Sharing Pointers and Garbage Collection

Steven J Zeil

Last modified: Mar 21, 2014

Swearing by Sharing

We’ve talked a lot about using pointers to share information, but mainly as something that causes problems.

1. Shared Structures

In this section, we will introduce three examples that we will explore further in the remainder of the lesson. All three involve some degree of essential sharing.

1.1 Singly Linked Lists

We’ll start with a fairly prosaic example. In its simplest form, a singly linked list involves no sharing, and so we could safely treat all of its components as deep-copied.

SLL Destructors

In particular, we can take a simple approach of writing the destructors — if you have a pointer, delete it:
struct SLNode {
   string data;
   SLNode* next;
     ⋮
   ~SLNode () {delete next;}
};

class List {
   SLNode* first;
public:
     ⋮
   ~List() {delete first;}
};

Problem: stack size is \(O(N)\) where \(N\) is the length of the list.

Destroy the List, not the Nodes

struct SLNode {
   string data;
   SLNode* next;
     ⋮
   ~SLNode () {/* do nothing */}
};

class List {
   SLNode* first;
public:
     ⋮
   ~List() 
    {
      while (first != 0)
        {
          SLNode* next = first->next;
          delete first;
          first = next;
        }
    }
};

This avoids stacking up large numbers of recursive calls.

First-Last Headers

But now let’s consider one of the more common variations on linked lists.
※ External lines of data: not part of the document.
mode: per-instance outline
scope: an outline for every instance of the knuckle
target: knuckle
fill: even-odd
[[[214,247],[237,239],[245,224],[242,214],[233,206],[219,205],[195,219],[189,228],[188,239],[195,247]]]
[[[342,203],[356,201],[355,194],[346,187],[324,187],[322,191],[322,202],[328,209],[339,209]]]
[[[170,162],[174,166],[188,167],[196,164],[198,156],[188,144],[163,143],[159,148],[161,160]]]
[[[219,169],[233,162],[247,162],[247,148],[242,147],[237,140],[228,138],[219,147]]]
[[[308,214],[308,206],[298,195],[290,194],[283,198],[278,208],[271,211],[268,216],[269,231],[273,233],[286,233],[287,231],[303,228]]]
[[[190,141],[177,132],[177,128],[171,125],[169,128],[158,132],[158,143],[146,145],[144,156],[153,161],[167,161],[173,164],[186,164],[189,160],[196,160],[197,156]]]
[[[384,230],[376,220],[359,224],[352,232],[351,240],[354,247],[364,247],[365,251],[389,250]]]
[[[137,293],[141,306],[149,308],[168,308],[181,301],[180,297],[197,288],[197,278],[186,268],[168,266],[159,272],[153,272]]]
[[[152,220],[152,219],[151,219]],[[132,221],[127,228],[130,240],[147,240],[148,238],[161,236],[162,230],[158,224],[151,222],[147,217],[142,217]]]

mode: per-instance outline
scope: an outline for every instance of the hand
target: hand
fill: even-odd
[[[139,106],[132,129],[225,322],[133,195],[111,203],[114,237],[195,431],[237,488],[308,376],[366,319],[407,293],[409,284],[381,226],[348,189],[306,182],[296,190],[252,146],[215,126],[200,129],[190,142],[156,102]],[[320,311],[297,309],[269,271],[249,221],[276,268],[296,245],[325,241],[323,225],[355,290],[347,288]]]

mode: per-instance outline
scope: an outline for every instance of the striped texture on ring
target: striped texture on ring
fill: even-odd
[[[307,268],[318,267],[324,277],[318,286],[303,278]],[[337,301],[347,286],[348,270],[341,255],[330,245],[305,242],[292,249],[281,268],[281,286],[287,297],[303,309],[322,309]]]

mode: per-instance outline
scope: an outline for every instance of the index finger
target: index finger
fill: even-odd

So, if we were to extend our basic approach of writing destructors that simply delete their pointers:

** Aggressively Deleting Pointers

struct SLNode {
   string data;
   SLNode* next;
     ⋮
   ~SLNode () {delete next;}
};

class List {
   SLNode* first;
   SLNode* last;
public:
     ⋮
   ~List() {delete first; delete last;}
};

Then, when a list object is destroyed, the final node in the list will actually be deleted twice.

1.2 Doubly Linked Lists

Now, let’s make things just a little more difficult.

If we consider doubly linked lists, our straightforward approach of “delete everything” is really going to be a problem.

struct DLNode {
   string data;
   DLNode* prev;
   DLNode* next;
     ⋮
   ~DLNode () {delete prev; delete next;}
};

class List {
   DLNode* first;
   DLNode* last;
public:
     ⋮
   ~List() {delete first; delete last;}
};

Deleting the DLL

Deleting and Cycles

We’re now in an infinite recursion,

What makes this so much nastier than the singly linked list?

1.3 Airline Connections

Lest you think that this issue only arises in low-level data structures, let’s consider how it might arise in programming at the application level.

This graph illustrates flight connections available from an airline.

Aggressively Deleting a Graph

If we were to implement this airport graph with Big 3-style operations:

class Airport
{
   ⋮

private:
   vector<Airport*> hasFlightsTo;
};

Airport::~Airport()
{
   for (int i = 0; i < hasFlightsTo.size(); ++i)
      delete hasFlightsTo[i];
}

we would quickly run into a disaster.

Deleting the Graph

Suppose that we delete the Boston airport.

The Airline

Now, you might wonder just how or why we would have deleted that Boston pointer in the first place.

class AirLine {
   ⋮
   string name;
   map<string, Airport*> hubs;
};


AirLine::~Airline()
{
   for (map<string, Airport*>::iterator i = hubs.begin;
        i != hubs.end(); ++i)
     delete i->second;
}

The AirLine Structure

Suppose that PuddleJumper Air goes bankrupt.

Can We Do Better?

Now, that’s a problem. But what makes this example particularly vexing is that it’s not all that obvious what would constitute a better approach.

Changing the Hubs

Suppose that Wash DC were to lose its status as a hub.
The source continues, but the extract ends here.